ES LA CANÍCULA JAENERA

Canícula, antesala del Averno en nuestra tierra, que este clima siempre ha sido extremo en esta época. Y deseo apremiante de que pase el verano, y el lugar donde vivo recupere su encanto cotidiano, cuando los niños berreantes retornen a sus colegios —¿volverán algún día? —, y la legión de visitantes estivales recuperen la normalidad de su vida si eso fuera posible ante lo que se avecina. Entonces sucederán días deliciosos, nos dejarán las golondrinas por san Miguel, madurarán las almendras, las últimas zarzamoras, membrillos, serbas  y granadas, serán más limpios los ocasos, arribarán con los viento ábregos los primeros temporales atlánticos, acortarán los días en medio de este demencial cambio horario que mantenemos, sin saber exactamente el porqué. Las preciadas esmeraldas del olivar, a las que hemos visto crecer y brillar en la canícula, se irán convirtiendo en jacintos de compostela, tersos, cristalinos, de grueso tamaño que doblarán las ramas con su preciado peso, y vendrán meses apacibles,  serenos, íntimos, hasta que llegue de nuevo el dichoso julio y su horrenda canícula a herir lo más profundo de nuestra piel, a robarnos la tranquilidad de espíritu.

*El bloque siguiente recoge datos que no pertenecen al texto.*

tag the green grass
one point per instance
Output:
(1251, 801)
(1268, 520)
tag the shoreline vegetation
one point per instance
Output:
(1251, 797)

Pero yo pasaré, si Dios quiere, cada vez más tiempo en las arenas murcianas, disfrutando de la brisa perenne de aquellos parajes idílicos, y recordando mis veranos de la Casería de Piedra que llevo grabados en los hondones del corazón, porque nada podrá conseguir superar a aquellos días deliciosos y confiados que generaron lo mejor que pueda existir en mí, si es que ya queda algo. Pues todo nace  en el mar extenso y sin límites  de la infancia, por eso volvemos la vista atrás en la recta final de la existencia. Tenía razón Hölderlin, el poeta alemán cuando decía en uno de sus versos: “Los ríos nacen en el mar, por eso vuelven siempre allí”. El caudal de mis aguas más cristalinas vuelve al inmenso océano de origen, la infancia, que fue matriz, madre amantísima, y maestra  de toda mi posterior existencia.

Hierve el agua de la piscina. Jadean los grillos sin fuerza agobiados por el bochorno reinante. Se viste el cielo del color del infierno. Es la canícula jaenera.

 

                                          Ramón Guixá Tobar

 

Foto: Imagen de un lugar emblemático, Jabalcuz, asociado en el recuerdo a un Jaén más llevadero durante los meses de la canícula.